Moscow has clearly not been interested in regime change in Yerevan
until now. After all, Sarkisian, who also co-chairs a Russian-Armenian
inter-governmental commission on economic cooperation, has played a
key role in the signing of controversial agreements that have left
virtually the whole of Armenia’s energy sector and other industries
under Russian control in the last several years. Several Russian
dailies quoted an unnamed official accompanying Zubkov as saying
that a "continuity of power" is essential for the development of
Russian-Armenian relations.

Vyacheslav Nikonov, a prominent pro-Kremlin pundit, agreed.

"Strategically, Sarkisian’s nomination [for the Armenian presidency]
suits Moscow, which has given him support at the top level," Nikonov
wrote in a February 7 commentary for RIA-Novosti agency. "It would
be appropriate to take steps that would demonstrate our readiness to
render Armenia substantial economic assistance," he said.

Yet Moscow is treading more carefully that one would expect. Neither
President Vladimir Putin, nor his handpicked successor, Dmitry
Medvedev, have made any public statements in support of Sarkisian’s
election victory so far. Even Zubkov stopped short of explicitly
doing that in Yerevan. "This was a very successful visit," he told
reporters before flying back Moscow. "Whatever the course of the
elections, everything should work out for Sarkisian. He is doing his
job sincerely and wholeheartedly."

"It remained unclear to journalists whether he was referring to the
work of the intergovernmental commission headed by Sarkisian or the
upcoming presidential elections in Armenia," Nezavisimaya gazeta
commented the next day. Nor is it clear why another top Russian
official, State Duma speaker Boris Gryzlov, did not even talk to
journalists during a separate trip to Yerevan a week earlier.

Sarkisian is in even greater need of Russian backing now that his
election victory no longer seems a forgone conclusion. His most
formidable challenger, former president Levon Ter-Petrosian, has
pulled massive crowds during the ongoing election campaign and has
even won over some government loyalists. Ever since his dramatic
political comeback in September 2007, Ter-Petrosian has been at pains
to differentiate himself from the staunchly pro-Western leaders of
democratic revolutions in Georgia and Ukraine and to express his
commitment to maintaining close ties with Russia. Speaking at a news
conference on January 11, he emphasized the fact that Armenia had
agreed to a long-term presence of Russian in troops on its soil and
signed a comprehensive friendship treaty with Russia during his rule.

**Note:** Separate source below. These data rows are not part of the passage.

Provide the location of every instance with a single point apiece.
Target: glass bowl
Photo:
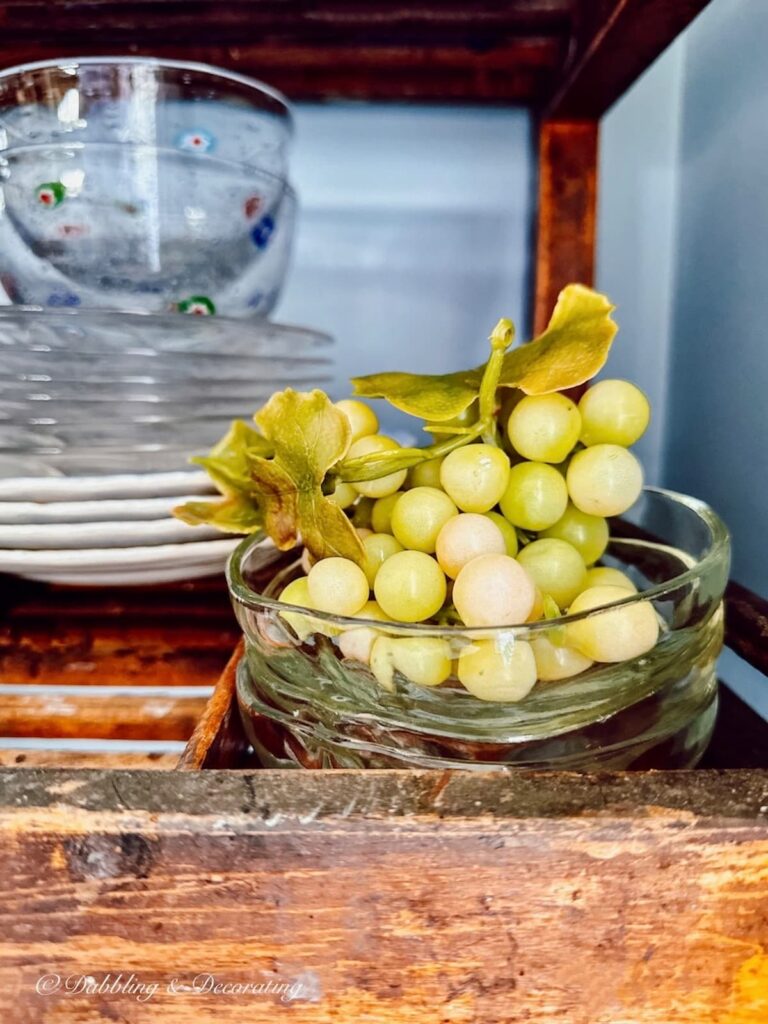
(111, 225)
(192, 107)
(304, 702)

At the same time, Ter-Petrosian made it clear that he believes that the
Russian-Armenian relationship has ceased to be one of two equal allies
since his resignation in 1998, implying that his country will be less
subservient to its former Soviet master if he returns to power. The
Russians will also hardly like the former president’s enduring belief
that the best guarantee of Armenia’s national security is "normal"
relations with all neighboring states, rather than a military alliance
with Russia or any other foreign power.

Furthermore, Ter-Petrosian reportedly (and unexpectedly) left for
Moscow on February 11 and was rumored to have met Medvedev. Such a
meeting, if it really took place, could have far-reaching consequences
for the Armenian election results.

But as things stand now, the Kremlin is not lending the Armenian prime
minister the kind of vocal support which Ukraine’s Viktor Yanukovych
enjoyed before and during the 2004 Orange Revolution. In the end,
Yanukovych’s aggressive promotion by Putin proved fruitless and
further complicated Russian-Ukrainian ties.

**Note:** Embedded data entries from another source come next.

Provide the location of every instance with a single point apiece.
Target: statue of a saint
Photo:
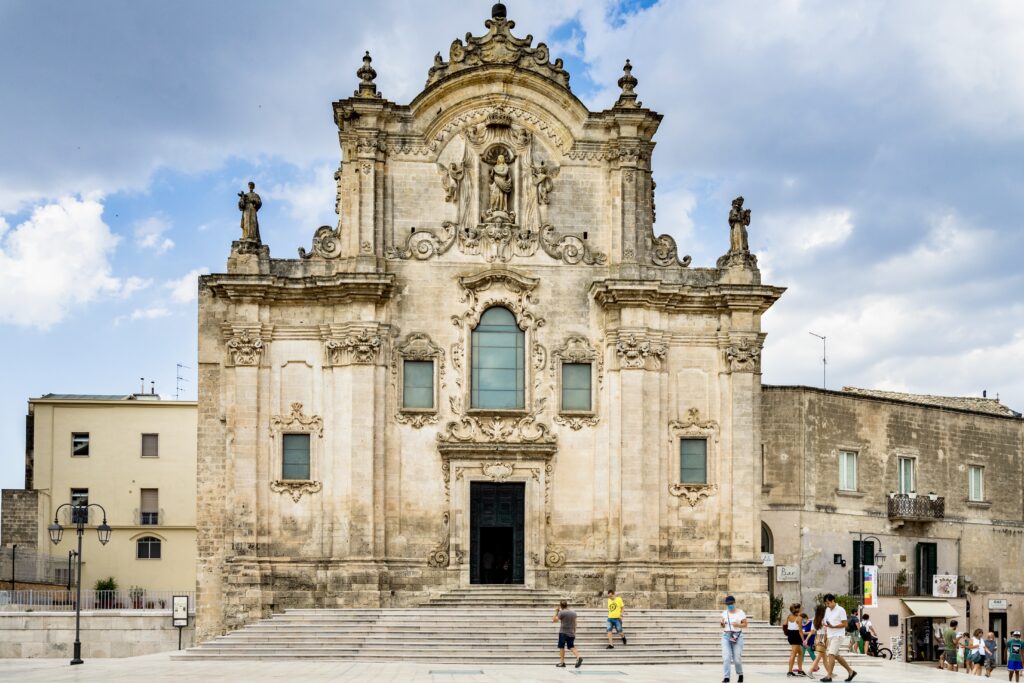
(249, 204)
(739, 218)
(501, 185)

Writing in Polit.ru ahead of Zubkov’s arrival in Yerevan, Russian
analyst Sergei Markedonov warned that a similar "crude interference"
in the Armenian presidential race could only antagonize many
Armenians angry at their rulers. "Moscow had better not succumb to the
‘Ukrainian temptation’ and support only the ‘correct’ candidate against
‘incorrect,’ ‘orange’ and other ‘colored’ ones," he said.